Machine Learning and Natural Language Processing to Predict Stock Prices$5,100,000,000,000 (or 5.1 trillion dollars) is the total amount of currency traded on Wall Street on a day to day basis.

(Triennial Central Bank Survey, 2016) And that is only one of many different financial instruments that could globally be traded or invested in across various financial markets. With the large number of investments made on the financial markets every day, it becomes crucial for anyone who wants invest on the financial market to be very efficient in their analysis of the any variable data. According to the efficient market theory, the price of the stocks at any point in time is a reflection of all publicly available information at that point in time. (Malkiel, 1989) If this theory would indeed hold, it would be impossible to predict stock prices. Research by Chan (2003), however, suggests that some stock prices are an underreaction to news.   Analyzing data rapidly and efficiently, and thus obtaining available information, enables investors to trade more effectively than their competitors.

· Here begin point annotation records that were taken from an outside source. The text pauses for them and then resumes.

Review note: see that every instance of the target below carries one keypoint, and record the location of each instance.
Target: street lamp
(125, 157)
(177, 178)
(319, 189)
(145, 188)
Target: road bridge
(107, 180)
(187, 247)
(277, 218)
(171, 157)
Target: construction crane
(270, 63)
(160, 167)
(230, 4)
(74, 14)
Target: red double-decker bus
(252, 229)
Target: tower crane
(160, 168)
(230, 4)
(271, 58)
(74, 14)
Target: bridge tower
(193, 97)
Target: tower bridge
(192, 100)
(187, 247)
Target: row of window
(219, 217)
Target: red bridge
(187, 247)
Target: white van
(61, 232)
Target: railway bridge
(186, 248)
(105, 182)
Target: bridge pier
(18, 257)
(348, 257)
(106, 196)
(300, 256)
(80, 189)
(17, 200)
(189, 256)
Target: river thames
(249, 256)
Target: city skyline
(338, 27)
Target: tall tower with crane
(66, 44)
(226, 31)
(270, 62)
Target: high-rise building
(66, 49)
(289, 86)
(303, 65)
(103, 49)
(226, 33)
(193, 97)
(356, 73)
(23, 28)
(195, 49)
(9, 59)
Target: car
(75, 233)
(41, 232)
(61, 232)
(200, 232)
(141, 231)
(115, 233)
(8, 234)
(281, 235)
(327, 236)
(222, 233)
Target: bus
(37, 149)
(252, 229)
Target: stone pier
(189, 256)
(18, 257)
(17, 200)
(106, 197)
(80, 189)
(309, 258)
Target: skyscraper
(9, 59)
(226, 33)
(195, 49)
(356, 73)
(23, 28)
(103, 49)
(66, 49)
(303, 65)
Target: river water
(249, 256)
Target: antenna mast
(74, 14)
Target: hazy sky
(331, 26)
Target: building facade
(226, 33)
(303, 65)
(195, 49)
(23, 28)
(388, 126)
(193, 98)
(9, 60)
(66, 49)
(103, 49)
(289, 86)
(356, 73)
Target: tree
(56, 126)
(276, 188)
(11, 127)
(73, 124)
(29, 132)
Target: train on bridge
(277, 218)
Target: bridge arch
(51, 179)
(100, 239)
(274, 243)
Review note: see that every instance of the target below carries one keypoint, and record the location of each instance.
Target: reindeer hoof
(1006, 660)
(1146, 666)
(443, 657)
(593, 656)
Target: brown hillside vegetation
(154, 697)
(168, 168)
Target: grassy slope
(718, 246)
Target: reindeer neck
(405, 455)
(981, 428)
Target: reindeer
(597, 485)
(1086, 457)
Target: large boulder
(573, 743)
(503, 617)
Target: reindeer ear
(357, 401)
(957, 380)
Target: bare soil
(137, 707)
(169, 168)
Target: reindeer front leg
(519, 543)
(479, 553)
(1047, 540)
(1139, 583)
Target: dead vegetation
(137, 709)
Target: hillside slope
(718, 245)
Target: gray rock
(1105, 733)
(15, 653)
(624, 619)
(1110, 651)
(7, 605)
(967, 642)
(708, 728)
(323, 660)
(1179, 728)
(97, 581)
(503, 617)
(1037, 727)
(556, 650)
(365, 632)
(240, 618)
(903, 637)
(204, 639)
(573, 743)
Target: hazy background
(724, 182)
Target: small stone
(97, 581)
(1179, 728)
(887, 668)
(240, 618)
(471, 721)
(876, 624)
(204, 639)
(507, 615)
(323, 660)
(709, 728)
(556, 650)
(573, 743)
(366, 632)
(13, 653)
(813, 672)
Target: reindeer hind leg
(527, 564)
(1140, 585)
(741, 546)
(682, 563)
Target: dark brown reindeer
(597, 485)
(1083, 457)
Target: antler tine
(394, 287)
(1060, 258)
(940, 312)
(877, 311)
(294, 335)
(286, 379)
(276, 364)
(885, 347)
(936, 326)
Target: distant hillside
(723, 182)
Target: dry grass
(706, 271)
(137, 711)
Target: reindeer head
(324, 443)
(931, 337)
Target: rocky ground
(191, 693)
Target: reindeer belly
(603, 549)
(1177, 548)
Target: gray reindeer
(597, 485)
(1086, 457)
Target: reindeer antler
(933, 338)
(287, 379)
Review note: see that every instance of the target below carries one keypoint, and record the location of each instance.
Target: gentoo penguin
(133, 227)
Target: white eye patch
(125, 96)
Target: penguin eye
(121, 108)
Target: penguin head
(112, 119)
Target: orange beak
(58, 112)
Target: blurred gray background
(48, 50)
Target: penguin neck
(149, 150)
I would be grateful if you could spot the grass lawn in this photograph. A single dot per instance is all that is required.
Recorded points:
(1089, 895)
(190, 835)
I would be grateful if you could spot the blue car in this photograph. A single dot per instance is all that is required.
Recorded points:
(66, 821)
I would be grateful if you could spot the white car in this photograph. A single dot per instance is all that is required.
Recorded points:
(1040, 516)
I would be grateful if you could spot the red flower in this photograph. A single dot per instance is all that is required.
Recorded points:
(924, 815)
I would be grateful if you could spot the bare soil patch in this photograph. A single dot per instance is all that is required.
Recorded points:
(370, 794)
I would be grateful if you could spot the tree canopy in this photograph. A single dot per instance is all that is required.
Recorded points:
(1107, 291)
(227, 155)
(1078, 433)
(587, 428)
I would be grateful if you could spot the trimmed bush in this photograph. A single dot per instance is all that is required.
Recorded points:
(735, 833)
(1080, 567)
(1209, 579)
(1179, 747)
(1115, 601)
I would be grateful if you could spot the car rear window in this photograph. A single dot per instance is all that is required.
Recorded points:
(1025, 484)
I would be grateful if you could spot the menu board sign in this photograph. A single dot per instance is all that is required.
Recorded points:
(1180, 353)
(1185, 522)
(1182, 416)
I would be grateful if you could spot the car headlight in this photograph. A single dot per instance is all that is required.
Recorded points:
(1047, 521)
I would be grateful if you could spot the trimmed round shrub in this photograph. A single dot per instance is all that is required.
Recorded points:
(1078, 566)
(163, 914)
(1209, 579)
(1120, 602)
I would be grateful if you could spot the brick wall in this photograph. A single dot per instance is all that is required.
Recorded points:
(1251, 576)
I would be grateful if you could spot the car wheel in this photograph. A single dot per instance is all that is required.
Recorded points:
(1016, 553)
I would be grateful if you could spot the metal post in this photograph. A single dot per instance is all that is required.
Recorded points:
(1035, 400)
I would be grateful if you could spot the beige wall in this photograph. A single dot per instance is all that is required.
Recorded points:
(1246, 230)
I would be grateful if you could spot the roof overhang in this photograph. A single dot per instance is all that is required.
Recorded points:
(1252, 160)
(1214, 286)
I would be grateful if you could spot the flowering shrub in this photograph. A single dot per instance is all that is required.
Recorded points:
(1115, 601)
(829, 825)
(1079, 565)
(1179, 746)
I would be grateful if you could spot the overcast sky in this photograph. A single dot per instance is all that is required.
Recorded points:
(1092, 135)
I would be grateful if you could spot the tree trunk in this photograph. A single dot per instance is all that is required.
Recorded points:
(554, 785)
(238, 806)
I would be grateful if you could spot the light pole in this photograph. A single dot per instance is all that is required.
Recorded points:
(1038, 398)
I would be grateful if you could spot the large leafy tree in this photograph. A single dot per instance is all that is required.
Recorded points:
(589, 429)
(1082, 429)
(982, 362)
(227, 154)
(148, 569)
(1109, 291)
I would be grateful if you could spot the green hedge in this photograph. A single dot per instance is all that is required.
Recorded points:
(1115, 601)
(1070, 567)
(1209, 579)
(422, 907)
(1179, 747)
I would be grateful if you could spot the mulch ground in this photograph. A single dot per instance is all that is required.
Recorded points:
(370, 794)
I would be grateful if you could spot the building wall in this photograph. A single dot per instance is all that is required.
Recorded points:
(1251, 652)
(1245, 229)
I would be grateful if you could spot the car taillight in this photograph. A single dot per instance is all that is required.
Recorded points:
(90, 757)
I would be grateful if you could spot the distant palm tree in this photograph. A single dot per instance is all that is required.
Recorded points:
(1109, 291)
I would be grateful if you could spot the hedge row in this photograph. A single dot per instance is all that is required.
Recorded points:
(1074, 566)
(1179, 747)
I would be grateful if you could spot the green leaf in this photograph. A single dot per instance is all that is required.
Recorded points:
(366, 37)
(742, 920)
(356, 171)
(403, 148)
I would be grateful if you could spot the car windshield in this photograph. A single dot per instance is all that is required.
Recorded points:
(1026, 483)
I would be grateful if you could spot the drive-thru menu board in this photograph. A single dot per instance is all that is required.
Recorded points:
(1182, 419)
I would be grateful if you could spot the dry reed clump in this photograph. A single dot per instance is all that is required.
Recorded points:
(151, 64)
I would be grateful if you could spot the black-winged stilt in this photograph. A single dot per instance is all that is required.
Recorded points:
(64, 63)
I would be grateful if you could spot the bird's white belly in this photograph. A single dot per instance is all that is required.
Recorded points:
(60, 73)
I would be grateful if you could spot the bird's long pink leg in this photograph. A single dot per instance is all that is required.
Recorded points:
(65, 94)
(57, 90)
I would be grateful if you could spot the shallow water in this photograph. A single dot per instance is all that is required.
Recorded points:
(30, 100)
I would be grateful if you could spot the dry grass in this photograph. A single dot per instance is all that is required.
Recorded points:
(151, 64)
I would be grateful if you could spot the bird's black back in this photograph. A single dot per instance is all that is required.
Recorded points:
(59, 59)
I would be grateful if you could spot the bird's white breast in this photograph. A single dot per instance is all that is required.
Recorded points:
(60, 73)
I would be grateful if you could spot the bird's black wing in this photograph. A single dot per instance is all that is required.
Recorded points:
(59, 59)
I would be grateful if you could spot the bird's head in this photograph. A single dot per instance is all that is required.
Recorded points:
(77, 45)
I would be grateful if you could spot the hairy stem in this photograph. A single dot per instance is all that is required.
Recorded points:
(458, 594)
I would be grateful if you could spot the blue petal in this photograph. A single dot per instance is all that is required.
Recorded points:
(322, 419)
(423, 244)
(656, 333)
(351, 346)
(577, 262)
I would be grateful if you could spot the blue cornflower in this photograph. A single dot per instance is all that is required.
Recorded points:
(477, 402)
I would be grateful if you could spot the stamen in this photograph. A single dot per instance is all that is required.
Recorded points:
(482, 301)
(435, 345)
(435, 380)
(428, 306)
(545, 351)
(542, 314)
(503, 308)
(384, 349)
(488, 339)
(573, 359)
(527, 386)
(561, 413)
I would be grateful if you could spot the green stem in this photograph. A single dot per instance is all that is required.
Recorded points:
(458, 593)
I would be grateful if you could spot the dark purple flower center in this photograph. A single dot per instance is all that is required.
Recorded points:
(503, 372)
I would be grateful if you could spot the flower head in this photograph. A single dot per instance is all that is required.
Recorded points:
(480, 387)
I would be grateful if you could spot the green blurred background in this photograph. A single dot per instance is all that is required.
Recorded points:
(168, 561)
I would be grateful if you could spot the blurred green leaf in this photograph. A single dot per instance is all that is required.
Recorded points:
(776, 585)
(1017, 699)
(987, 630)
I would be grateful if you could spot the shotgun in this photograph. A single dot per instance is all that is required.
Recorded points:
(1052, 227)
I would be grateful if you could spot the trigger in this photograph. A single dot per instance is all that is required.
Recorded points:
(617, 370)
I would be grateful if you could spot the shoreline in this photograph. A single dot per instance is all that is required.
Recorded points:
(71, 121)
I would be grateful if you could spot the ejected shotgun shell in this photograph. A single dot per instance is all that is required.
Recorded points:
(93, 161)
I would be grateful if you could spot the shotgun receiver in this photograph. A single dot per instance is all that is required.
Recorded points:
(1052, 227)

This is because based on this data, they can make predictions about stock prices, which enables the effective trading. Analyzing the relationships between text data and stock prices using natural language processing (from here on NLP) can be an important tool to anticipate stock prices. Predictive and analytical methods, such as machine learning and NLP based on mathematical models have been used for a long time now. (e.g. West & Cho, 1995)  Improved machine learning and NLP techniques has helped traders to better analyze all the available real time as well as historical data.  Machine learning can present a way to more efficiently analyze data than normal statistical analysis methods.

In this paper, we discuss some of the machine learning and NLP techniques that has been used to provide the traders with better analysis of future value of financial instruments, specifically stocks.